Há 44 anos a FAIRBRAS deu início a sua atuação como força de “paz” na República Dominicana entre 1965 e 1966 com 3 mil militares brasileiros em cooperação para a normalidade política-social do país.
O decreto 56.305 de maio de 1965 fez com que o Congresso autorizasse a criação da FAIRBRAS para integrar a FIP.

Uma semana depois embarcava para a República Dominicana, a FIP foi subdividida em duas: Forças dos EUA e Forças da América Latina com o Brasil na cabeça nas três designações: operação Palácio Nacional, isolamento de Ciudad Nueva e ocupação desse local.
A OEA fez firmar um pacto de desmilitarização do Palácio que ficou sob a custódia brasileira, configurando que a FAIRBRAS atuava como cedida à OEA nessa missão de “paz”. Dita intervenção afetou por décadas a imagem do Brasil no Caribe e América Central cunhando o Brasil de imperialista.
O caso de Honduras terá repercussão igual ou pior, não só na opinião pública dos quatro países da América Central, como todos os anti-chavistas ao redor do mundo. O Imperialismo que Chávez tanto repudia está agora representado por seu "companheiro" Lula.
Antes de abrigar Zelaya, o governo brasileiro cumpria como os demais função de mediador. Com o episódio da embaixada o Brasil se transformou num braço longo do chavismo.
Esta ingerência de Lula trará desdobramentos políticos junto à opinião pública de El Salvador, Guatemala, Panamá e da própria Honduras que serão desastrosos para nosso país. O custo dessa ação impensada será caro e deixará o Brasil em “papos de aranha”.
Lula insiste em dizer, (para variar), que não sabia dos planos de Zelaya. Chávez disse que sabia e orquestrou tudo, cedendo avião e aportando logística para que o presidente deposto retornasse sem ser visto. Depois de tanta verborragia voltou atrás dizendo que não sabia de nada.
Sem dúvida o Duo Não Sabia está bem afinado e aí reside o perigo.

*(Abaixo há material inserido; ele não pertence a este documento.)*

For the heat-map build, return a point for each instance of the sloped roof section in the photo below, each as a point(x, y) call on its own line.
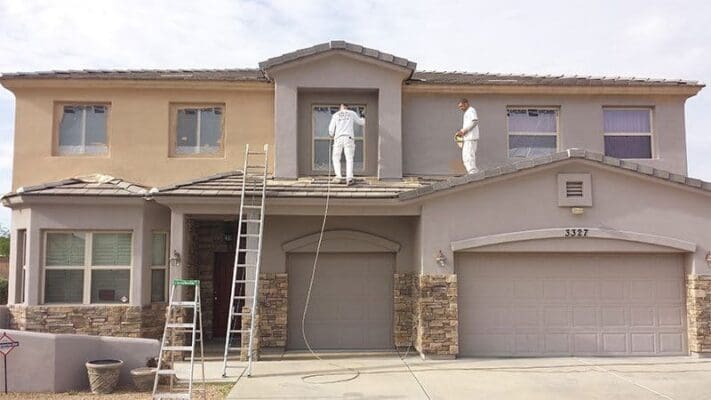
point(486, 79)
point(337, 45)
point(228, 75)
point(90, 185)
point(512, 168)
point(230, 185)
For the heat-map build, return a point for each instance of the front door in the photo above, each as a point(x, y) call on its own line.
point(222, 280)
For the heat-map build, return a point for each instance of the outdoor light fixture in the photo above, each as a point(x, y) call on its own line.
point(441, 259)
point(175, 259)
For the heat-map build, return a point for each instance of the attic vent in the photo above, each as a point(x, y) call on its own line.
point(574, 189)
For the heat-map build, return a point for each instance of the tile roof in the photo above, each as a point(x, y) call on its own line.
point(230, 184)
point(337, 45)
point(90, 185)
point(570, 154)
point(146, 74)
point(473, 78)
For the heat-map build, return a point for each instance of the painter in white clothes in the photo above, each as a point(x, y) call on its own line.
point(468, 135)
point(341, 130)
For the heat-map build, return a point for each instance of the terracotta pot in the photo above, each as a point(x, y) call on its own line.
point(103, 375)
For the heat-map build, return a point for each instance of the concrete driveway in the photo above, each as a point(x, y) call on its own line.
point(384, 376)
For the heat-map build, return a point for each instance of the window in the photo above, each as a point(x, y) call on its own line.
point(87, 267)
point(533, 132)
point(321, 117)
point(628, 132)
point(159, 266)
point(197, 131)
point(82, 130)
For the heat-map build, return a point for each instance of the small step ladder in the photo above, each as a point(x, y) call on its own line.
point(250, 228)
point(176, 328)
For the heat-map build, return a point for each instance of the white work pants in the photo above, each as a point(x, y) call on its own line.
point(343, 144)
point(469, 155)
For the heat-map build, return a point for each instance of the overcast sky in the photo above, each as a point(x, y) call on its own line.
point(660, 39)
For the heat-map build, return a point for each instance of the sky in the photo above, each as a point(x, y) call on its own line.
point(657, 39)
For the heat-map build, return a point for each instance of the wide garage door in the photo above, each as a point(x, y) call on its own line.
point(571, 304)
point(351, 303)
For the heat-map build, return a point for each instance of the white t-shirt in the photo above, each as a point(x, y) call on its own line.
point(342, 123)
point(470, 124)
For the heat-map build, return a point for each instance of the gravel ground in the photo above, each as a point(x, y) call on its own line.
point(214, 392)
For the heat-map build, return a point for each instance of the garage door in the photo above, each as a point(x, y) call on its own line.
point(351, 303)
point(571, 304)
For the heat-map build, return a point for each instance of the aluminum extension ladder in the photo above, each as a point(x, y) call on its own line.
point(174, 334)
point(250, 228)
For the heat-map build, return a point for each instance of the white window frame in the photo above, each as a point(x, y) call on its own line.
point(314, 138)
point(556, 134)
point(87, 267)
point(650, 109)
point(163, 267)
point(60, 112)
point(175, 109)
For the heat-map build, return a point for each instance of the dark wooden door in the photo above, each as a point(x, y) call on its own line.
point(222, 284)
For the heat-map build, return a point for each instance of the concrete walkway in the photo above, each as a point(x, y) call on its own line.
point(384, 377)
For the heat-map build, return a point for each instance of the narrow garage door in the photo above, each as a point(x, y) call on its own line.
point(571, 304)
point(351, 303)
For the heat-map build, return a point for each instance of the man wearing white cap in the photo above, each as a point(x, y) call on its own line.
point(341, 130)
point(468, 135)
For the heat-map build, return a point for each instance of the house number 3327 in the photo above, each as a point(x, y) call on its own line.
point(576, 232)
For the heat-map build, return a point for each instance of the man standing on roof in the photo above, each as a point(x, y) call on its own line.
point(341, 130)
point(468, 135)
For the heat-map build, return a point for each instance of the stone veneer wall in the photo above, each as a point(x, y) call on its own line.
point(437, 318)
point(273, 304)
point(108, 320)
point(698, 308)
point(205, 239)
point(405, 308)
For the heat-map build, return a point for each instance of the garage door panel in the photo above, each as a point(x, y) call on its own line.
point(555, 311)
point(351, 301)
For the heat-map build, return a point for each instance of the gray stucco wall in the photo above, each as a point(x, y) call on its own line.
point(58, 360)
point(430, 120)
point(338, 71)
point(529, 201)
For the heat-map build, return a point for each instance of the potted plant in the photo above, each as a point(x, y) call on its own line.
point(103, 375)
point(143, 377)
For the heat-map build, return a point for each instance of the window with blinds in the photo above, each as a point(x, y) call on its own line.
point(87, 267)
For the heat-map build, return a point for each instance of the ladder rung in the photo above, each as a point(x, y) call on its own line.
point(165, 372)
point(178, 348)
point(172, 396)
point(185, 325)
point(183, 303)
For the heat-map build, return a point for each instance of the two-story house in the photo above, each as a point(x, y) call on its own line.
point(581, 235)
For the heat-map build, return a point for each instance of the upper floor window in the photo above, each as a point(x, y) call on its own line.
point(82, 130)
point(87, 267)
point(628, 132)
point(197, 131)
point(321, 141)
point(533, 132)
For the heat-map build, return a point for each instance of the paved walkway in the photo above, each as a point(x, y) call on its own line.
point(384, 377)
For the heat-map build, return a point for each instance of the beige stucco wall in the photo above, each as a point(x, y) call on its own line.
point(138, 133)
point(430, 120)
point(282, 229)
point(529, 201)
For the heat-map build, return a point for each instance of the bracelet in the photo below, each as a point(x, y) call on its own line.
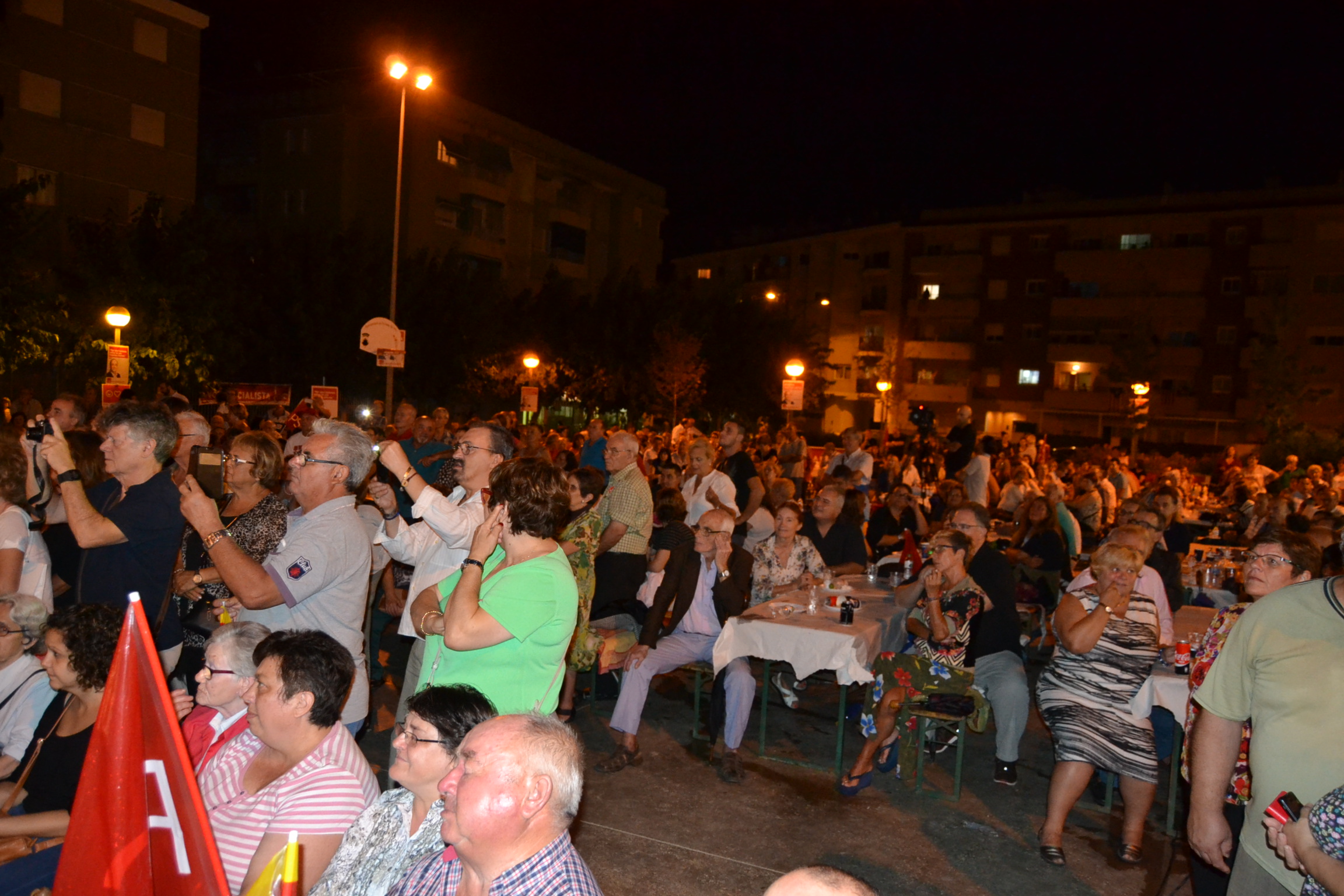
point(428, 614)
point(214, 538)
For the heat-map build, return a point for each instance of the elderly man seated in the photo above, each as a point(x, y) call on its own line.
point(705, 584)
point(509, 805)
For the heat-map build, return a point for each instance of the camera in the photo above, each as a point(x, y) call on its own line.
point(39, 428)
point(922, 417)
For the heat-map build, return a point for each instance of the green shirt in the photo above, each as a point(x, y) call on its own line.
point(538, 602)
point(1283, 668)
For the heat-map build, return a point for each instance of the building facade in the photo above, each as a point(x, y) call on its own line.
point(321, 153)
point(100, 101)
point(1042, 316)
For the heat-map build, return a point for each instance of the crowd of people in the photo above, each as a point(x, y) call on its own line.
point(514, 555)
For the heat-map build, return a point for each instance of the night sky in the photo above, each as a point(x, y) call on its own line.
point(772, 118)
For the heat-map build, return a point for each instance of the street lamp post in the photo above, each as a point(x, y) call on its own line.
point(398, 69)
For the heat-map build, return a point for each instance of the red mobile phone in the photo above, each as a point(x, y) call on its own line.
point(1285, 809)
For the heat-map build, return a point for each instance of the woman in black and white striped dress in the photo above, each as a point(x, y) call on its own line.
point(1108, 642)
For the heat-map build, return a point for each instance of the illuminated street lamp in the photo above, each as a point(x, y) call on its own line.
point(116, 317)
point(397, 69)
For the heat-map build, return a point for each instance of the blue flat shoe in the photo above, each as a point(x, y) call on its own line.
point(859, 783)
point(893, 760)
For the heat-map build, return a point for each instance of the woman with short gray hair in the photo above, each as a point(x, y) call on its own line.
point(228, 673)
point(24, 691)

Se Lula pela primeira vez estiver falando a verdade a situação é ainda pior, pois neste caso Zelaya e seus asseclas invadiram a embaixada e se é assim o governo interino tem todo o direito de invadir a embaixada para resguardar o território brasileiro ali representado pela missão diplomática brasileira, apesar de Lula ter dito a posteriori que o presidente deposto era seu hóspede e poderia ficar o tempo que desejasse.
Seja como for, com ou sem autorização prévia, sabendo ou não, o ato demonstra ingerência em outro país.
A opinião mundial terá que engolir tudo que está impondo a Honduras quando tomar conhecimento do que disse um alto funcionário do governo Obama, ao encontrar na Biblioteca da Casa Branca a Constituição hondurenha, onde afirma que Zelaya feriu a Carta Magna do país que ele governava ao tentar impor a reeleição por meio de um referendo, o que é proibido pela Constituição vigente.
Aí veremos se os governantes que hoje repudiam a tomada de poder e o governo interino, incluindo o “sábio” PresiMenTe PeTralhista, que chamou o presidente interino de usurpador de poder, terão a mesma veemência para se desculpar.
Nosso governo se tivesse um pouco de diplomacia poderia ter apoiado Zelaya sem interferir internamente.
Agora Chávez tira seu... braço da reta e Lula se enrola em sua sapiência.